The cherry on top: When the supermarket creates more heat than it needs, it sells it into the district heat system to benefit neighboring buildings — while making a little money. 

Step 3: Replace energy resources with clean energy 

Once energy is reduced and repurposed, the last step is to transition what’s left to clean energy. If the first steps are done correctly, this will be a much smaller lift. 

The region already has wind, solar, a biogas facility that uses waste from local farms, a trash incinerator used for heat (which is not considered renewable in Denmark), and a carbon-negative, energy-generating water treatment plant. 

Two of these resources — biogas and the trash incinerator — I found particularly intriguing.

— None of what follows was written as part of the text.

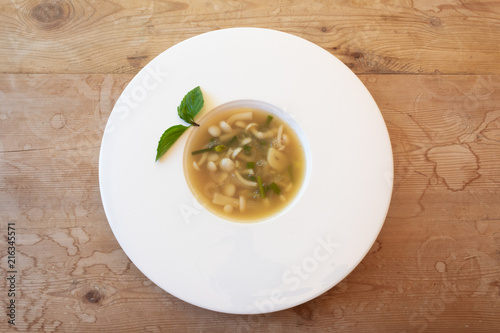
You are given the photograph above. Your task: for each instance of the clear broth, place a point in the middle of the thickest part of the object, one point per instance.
(249, 173)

Both are controversial in the climate community in the United States, and I found Sonderborg’s approach to both refreshing. 

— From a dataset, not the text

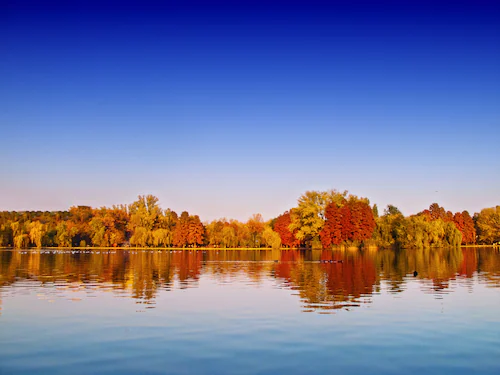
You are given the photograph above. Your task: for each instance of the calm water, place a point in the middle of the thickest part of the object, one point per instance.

Sonderborg see biogas as a valuable tool to transition from natural gas — which it values both for its climate benefit and its desire to break dependency on Russia, which provides most of Denmark’s gas. So far it’s working: during a particularly warm day recently, biogas made upwards of 98 percent of the gas in the infrastructure — an incredible feat. 

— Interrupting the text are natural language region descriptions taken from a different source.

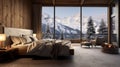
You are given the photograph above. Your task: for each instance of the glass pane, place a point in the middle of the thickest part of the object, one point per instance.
(67, 23)
(47, 22)
(94, 22)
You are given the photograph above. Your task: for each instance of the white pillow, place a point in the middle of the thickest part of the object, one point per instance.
(27, 37)
(34, 38)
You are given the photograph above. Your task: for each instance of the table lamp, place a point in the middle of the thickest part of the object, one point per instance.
(2, 38)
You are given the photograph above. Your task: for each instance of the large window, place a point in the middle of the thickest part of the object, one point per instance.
(94, 22)
(47, 22)
(67, 22)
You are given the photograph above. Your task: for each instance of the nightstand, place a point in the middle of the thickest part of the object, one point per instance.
(8, 54)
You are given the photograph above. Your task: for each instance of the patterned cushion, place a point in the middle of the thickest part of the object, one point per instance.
(27, 37)
(15, 39)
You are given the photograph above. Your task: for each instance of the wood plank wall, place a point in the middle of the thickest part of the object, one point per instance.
(16, 13)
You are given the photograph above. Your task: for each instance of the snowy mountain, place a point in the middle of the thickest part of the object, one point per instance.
(69, 25)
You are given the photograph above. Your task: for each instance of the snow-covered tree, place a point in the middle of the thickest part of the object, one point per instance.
(90, 28)
(103, 28)
(48, 33)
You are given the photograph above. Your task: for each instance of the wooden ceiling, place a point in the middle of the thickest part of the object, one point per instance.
(73, 2)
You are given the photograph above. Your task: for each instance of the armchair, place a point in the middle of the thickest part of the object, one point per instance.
(99, 41)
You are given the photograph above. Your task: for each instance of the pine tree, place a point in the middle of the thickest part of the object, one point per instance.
(48, 33)
(90, 29)
(102, 28)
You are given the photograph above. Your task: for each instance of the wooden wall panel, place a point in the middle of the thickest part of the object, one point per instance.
(16, 13)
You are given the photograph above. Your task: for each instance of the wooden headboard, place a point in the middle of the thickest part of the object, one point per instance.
(15, 32)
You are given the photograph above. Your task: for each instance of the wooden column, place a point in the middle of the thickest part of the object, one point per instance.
(54, 18)
(80, 23)
(109, 24)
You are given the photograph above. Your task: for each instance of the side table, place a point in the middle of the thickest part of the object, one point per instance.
(8, 54)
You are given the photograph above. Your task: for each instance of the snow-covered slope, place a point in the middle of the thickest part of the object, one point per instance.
(69, 25)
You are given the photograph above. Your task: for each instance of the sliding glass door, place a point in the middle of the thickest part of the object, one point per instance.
(94, 22)
(67, 22)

In the US, biogas (dubbed renewable natural gas by the natural gas industry) is locked in a battle where gas companies aim to use it to slow efforts to electrify, and climate advocates are wholly suspicious of it in response. This dynamic means biogas isn’t being used where it could be valuable, and the general public is confused. Denmark’s clarity here is refreshing. 

Four large grey silows

via Sarah Golden

The garbage incinerator was a sight to behold. In the U.S., this is controversial, as dirty facilities are linked to environmental racism and pollution. The facility in Sonderborg is designed to capture the heat for the district heating system, and a series of flumes capture pollution and toxins to sequester emissions and functionally eliminate impacts to air quality, according to leadership at the facility. 

Sonderborg’s next step: continue to build out its solar and wind capacity (including an offshore wind farm scheduled to go online in 2027) and create a green hydrogen facility to use excess generation from wind resources. That hydrogen could be used as energy storage or with methane from the biogas plant to create a variety of fuels for sectors where electrification isn’t possible, such as shipping, aviation and plastics. 

A picture of an incinerator with a bright fire

via Sarah Golden

Women laughing in glasses and a hard hat

Via Sarah Golden

A note from the author

I would be remiss to not mention Danfoss, a engineering company that makes components for a variety of technologies such as HVAC systems and hydraulics. Danfoss is headquartered in Sonderborg and its family foundation is one of the funders of ProjectZero, as well as a sponsor of my trip to Denmark. 

Danfoss has a dog in this fight. Part of its motivation to promote energy efficiency is because it manufactures many components in leading energy efficiency technologies. The company openly recognizes that energy efficiency will help its bottom line, as well as its desire for other localities to follow the example it has set in Sonderborg to grow its business. 

After spending four days with people from ProjectZero and Danfoss, this double incentive does not give me pause. I agree with Danfoss that there is a wealth of opportunity in climate solutions, and I don’t think Danfoss’ desire to grow its efficiency business is at odds with climate efforts.